Cocrystals of a 1,2,4-thiadiazole-based potent neuroprotector with gallic acid: solubility, thermodynamic stability relationships and formation pathways.

Abstract

Three distinct solid forms, namely anhydrous cocrystals with 2 : 1 and 1 : 1 drug/acid ratios ([TDZ : GA] (2 : 1), [TDZ : GA] (1 : 1)), and a hydrated one having 1 : 1 : 1 drug/acid/water stoichiometry ([TDZ : GA : H2O] (1 : 1 : 1)), have been formed by cocrystallization of the biologically active 1,2,4-thiadiazole derivative (TDZ) with gallic acid (GA). The thermodynamic stability relationships between the cocrystals were rationalized in terms of Gibbs energies of the formation reactions and further verified by performing a set of competitive and exchange mechanochemical reactions.

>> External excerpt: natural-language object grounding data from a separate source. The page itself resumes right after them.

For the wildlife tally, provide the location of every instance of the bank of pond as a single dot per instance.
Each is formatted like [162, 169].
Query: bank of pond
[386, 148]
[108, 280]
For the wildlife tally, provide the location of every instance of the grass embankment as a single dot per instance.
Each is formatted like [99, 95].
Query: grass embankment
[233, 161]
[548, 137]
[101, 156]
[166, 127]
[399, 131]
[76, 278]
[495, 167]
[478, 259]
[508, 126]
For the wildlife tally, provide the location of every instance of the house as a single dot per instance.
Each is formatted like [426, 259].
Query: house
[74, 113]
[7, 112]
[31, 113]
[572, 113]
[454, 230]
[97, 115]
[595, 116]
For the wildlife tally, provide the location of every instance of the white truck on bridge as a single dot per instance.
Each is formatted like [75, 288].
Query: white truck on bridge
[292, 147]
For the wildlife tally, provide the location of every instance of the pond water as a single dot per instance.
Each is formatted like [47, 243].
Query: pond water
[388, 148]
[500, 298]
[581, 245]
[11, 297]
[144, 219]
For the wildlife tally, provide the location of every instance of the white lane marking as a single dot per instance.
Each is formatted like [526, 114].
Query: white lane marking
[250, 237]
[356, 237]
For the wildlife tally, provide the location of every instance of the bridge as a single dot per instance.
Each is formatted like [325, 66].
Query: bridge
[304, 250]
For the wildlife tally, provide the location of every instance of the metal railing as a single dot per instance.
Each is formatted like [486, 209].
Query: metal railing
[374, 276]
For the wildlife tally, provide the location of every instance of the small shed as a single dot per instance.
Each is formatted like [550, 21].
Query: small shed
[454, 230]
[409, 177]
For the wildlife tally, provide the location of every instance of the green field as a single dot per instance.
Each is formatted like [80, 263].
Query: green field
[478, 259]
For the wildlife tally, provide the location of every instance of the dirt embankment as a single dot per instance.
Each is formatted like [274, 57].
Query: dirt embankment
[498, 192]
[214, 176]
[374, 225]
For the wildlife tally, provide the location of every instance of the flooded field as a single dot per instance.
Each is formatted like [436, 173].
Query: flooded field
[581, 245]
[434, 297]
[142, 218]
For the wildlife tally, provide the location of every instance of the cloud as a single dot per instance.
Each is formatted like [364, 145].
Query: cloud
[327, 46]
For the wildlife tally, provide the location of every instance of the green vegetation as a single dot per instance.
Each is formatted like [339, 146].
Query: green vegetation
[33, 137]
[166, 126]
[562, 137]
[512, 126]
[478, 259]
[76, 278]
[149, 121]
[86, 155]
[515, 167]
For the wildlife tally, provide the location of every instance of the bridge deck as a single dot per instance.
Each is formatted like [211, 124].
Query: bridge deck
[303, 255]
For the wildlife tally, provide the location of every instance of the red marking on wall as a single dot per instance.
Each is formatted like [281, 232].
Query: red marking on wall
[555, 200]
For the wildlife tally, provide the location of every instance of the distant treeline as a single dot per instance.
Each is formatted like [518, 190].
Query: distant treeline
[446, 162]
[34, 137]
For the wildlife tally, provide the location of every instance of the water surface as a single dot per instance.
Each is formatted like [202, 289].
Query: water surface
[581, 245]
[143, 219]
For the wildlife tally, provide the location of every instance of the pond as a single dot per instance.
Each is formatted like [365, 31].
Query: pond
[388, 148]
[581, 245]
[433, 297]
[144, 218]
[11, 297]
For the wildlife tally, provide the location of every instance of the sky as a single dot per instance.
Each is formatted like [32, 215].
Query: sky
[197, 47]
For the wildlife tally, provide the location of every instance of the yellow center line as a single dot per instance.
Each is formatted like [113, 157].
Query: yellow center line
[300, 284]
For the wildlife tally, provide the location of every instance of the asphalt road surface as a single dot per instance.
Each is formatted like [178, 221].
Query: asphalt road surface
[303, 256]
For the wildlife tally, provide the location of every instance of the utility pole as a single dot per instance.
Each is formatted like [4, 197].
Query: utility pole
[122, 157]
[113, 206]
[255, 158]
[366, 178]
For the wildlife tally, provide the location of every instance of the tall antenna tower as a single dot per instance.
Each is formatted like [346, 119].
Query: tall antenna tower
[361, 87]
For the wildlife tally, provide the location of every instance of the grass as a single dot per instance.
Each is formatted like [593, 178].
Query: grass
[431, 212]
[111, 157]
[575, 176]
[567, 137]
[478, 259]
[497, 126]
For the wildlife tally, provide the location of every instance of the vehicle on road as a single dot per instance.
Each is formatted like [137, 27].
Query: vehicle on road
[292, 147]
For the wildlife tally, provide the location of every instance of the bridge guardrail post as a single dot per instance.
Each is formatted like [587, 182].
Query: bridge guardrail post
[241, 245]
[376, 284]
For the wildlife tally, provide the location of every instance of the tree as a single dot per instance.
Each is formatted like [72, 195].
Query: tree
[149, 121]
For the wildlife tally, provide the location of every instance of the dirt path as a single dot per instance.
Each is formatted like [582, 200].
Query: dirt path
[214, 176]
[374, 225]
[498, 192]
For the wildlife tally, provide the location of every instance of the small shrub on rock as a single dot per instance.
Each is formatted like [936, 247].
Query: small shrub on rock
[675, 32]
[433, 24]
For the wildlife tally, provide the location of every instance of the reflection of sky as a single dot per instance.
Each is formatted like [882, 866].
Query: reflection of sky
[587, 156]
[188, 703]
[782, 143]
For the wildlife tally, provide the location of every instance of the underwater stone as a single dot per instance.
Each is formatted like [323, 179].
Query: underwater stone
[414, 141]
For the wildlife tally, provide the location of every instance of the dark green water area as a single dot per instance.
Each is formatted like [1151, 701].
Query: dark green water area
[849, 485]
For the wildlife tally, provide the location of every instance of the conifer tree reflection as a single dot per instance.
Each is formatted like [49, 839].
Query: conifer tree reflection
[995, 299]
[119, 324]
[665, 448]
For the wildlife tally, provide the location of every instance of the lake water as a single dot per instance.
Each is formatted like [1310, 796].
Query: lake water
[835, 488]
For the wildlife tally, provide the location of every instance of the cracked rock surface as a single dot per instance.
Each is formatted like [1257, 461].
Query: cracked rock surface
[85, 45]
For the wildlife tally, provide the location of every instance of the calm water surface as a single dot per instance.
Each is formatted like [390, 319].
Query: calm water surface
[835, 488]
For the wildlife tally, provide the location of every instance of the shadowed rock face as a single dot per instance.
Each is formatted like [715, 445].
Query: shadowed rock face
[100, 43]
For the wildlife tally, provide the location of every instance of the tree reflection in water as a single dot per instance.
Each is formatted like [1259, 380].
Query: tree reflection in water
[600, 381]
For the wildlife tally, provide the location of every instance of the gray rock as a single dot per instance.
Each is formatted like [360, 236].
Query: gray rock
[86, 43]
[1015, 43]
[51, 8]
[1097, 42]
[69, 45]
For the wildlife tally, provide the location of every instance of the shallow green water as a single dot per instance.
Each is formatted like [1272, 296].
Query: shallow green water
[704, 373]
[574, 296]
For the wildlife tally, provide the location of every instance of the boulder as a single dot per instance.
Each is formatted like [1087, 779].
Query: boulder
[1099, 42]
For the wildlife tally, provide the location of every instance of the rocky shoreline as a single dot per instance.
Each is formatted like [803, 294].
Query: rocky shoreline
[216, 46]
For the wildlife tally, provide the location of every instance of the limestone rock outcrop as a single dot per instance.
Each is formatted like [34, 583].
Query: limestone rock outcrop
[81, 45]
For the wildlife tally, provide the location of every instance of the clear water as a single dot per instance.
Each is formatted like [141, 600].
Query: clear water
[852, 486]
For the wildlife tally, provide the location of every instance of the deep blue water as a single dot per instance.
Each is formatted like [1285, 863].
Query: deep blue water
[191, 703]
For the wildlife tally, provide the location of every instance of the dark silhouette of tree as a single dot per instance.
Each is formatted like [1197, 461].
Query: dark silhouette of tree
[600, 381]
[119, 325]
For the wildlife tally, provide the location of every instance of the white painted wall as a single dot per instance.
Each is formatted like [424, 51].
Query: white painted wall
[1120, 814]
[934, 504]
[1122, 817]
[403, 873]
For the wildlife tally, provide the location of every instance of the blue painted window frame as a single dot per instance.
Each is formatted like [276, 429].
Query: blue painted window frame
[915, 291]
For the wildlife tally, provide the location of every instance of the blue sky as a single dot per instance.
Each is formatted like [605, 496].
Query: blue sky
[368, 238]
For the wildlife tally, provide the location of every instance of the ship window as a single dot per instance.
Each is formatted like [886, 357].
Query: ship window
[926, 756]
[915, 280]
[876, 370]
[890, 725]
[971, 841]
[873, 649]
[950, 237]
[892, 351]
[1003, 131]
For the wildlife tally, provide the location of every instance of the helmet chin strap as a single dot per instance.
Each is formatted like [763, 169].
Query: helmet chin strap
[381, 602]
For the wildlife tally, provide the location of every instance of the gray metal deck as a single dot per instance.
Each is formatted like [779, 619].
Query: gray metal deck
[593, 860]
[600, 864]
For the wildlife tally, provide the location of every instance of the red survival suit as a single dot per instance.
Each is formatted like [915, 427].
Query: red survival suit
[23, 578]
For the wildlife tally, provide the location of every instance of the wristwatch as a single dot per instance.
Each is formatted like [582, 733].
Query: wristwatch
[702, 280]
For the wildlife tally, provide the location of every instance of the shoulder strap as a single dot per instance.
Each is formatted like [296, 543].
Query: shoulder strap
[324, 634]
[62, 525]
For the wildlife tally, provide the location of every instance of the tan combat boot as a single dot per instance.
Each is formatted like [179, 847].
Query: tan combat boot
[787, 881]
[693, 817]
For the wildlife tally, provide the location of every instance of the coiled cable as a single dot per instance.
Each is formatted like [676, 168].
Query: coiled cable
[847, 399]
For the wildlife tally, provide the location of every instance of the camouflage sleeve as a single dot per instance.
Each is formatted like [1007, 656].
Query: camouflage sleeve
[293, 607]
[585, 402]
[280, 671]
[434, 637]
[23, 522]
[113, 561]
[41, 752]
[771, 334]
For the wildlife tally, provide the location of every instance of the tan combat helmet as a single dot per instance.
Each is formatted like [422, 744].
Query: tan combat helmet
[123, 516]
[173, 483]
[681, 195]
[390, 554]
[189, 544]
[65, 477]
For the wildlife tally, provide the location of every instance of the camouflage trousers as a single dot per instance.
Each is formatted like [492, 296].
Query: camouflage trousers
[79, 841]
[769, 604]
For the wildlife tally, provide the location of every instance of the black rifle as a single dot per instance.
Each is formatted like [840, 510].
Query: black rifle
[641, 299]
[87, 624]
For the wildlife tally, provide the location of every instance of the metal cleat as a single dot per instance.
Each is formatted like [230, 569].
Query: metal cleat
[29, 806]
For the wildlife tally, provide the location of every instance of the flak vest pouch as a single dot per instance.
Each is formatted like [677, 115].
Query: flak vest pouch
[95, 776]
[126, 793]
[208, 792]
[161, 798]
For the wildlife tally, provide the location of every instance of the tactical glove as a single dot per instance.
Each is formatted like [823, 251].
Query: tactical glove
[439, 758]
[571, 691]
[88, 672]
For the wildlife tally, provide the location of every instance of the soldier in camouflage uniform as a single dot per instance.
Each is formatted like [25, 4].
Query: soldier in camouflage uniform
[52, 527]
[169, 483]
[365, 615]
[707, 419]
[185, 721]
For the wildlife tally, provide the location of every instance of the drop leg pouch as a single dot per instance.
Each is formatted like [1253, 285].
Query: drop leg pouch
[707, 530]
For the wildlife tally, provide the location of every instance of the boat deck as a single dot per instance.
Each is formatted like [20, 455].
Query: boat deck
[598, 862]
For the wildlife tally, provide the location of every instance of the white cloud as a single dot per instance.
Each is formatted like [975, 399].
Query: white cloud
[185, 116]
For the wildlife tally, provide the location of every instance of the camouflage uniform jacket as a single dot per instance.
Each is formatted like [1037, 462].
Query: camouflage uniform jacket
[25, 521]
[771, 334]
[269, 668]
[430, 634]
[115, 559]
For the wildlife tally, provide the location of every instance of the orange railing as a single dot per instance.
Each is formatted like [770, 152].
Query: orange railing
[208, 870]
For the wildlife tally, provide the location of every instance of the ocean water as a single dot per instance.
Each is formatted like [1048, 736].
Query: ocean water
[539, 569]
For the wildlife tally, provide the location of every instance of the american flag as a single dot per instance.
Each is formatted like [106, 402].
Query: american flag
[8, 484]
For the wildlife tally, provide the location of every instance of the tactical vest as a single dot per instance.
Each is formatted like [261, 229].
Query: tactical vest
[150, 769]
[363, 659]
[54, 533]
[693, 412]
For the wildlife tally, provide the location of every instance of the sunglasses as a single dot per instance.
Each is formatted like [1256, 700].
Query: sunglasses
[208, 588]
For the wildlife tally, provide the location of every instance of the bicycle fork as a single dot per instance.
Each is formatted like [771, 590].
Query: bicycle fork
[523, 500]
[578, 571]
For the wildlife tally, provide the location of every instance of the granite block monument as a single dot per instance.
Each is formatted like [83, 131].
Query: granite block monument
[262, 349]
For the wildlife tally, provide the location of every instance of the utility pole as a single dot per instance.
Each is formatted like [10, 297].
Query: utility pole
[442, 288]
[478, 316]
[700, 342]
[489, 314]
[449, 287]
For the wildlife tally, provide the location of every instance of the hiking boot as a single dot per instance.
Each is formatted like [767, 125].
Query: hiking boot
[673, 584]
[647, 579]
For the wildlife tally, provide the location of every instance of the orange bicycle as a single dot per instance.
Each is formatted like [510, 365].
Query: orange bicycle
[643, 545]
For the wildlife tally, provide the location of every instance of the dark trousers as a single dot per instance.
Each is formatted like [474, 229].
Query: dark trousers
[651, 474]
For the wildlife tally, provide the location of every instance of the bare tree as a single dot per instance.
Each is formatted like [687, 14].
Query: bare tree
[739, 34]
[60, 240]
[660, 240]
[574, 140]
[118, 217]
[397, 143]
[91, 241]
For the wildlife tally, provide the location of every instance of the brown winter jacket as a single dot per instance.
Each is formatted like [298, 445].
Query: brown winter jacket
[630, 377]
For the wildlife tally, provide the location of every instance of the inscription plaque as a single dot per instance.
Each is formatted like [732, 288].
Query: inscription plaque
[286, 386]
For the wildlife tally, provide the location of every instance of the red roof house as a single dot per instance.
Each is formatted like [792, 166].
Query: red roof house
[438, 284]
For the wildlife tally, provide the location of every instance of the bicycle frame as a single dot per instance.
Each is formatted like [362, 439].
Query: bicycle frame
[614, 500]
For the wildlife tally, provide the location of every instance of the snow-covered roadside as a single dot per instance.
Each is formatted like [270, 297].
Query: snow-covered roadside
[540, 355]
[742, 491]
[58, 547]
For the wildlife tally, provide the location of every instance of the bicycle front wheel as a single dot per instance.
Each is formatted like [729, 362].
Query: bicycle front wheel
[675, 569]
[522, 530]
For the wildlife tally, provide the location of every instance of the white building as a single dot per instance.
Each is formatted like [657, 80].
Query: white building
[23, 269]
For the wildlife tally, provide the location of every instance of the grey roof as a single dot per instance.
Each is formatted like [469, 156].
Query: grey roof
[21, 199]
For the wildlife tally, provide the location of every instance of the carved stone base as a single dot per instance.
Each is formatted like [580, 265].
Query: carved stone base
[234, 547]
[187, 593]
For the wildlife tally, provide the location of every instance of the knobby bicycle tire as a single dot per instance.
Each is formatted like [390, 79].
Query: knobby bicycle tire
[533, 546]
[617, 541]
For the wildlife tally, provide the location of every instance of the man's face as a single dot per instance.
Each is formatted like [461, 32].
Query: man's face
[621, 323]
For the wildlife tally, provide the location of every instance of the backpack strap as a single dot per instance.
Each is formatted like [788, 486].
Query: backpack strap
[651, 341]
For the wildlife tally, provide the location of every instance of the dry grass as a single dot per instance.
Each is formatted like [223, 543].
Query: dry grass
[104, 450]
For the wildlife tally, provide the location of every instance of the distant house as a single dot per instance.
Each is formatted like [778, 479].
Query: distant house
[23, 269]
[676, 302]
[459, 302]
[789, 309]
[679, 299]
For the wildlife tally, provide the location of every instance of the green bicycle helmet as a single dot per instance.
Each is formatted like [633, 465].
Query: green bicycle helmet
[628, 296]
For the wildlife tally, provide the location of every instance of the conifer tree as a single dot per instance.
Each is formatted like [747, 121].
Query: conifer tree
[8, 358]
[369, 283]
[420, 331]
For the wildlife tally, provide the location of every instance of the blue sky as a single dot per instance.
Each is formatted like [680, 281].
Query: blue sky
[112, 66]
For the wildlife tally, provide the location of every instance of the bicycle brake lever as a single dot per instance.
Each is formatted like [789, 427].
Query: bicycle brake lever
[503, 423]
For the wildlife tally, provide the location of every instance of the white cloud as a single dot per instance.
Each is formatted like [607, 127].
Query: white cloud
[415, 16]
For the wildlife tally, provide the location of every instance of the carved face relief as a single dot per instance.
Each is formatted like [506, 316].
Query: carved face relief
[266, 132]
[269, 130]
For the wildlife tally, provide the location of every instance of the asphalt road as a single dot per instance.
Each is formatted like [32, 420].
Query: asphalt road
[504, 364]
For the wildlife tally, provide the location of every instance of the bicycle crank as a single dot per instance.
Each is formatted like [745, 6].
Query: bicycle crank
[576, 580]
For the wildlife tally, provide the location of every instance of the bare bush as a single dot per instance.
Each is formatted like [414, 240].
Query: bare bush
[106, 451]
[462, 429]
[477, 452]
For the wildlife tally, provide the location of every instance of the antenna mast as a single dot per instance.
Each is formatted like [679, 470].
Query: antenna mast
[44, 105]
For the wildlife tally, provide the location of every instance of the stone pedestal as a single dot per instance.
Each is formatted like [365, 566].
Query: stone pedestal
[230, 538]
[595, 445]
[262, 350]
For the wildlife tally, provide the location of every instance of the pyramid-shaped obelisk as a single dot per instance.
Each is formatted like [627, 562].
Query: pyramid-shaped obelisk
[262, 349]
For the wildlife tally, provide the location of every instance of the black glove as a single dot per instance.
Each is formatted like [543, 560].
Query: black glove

Interestingly, competitive grinding in the presence of the structurally related vanillic acid led to the formation of a new polymorphic form of the [TDZ : Vanillic acid] (1 : 1) cocrystal, which was promoted by gallic acid. The mechanochemical method was also applied to elucidate the alternative pathways of the [TDZ : GA : H2O] (1 : 1 : 1) cocrystal formation. Direct cocrystallization of TDZ with GA monohydrate was found to proceed much faster than the reaction of TDZ and anhydrous GA in the presence of an acetonitrile/water mixture, which may indicate the presence of a transitional stage. According to dissolution studies, the [TDZ : GA : H2O] (1 : 1 : 1) cocrystal was ca. 6.6 times more soluble than the parent 1,2,4-thiadiazole at pH 2.0 and 25.0 °C. The apparent two-step dehydration behavior of the [TDZ : GA : H2O] (1 : 1 : 1) cocrystal monohydrate was clarified by analyzing the intermolecular interactions of water molecules with the crystalline environment derived from solid state DFT calculations.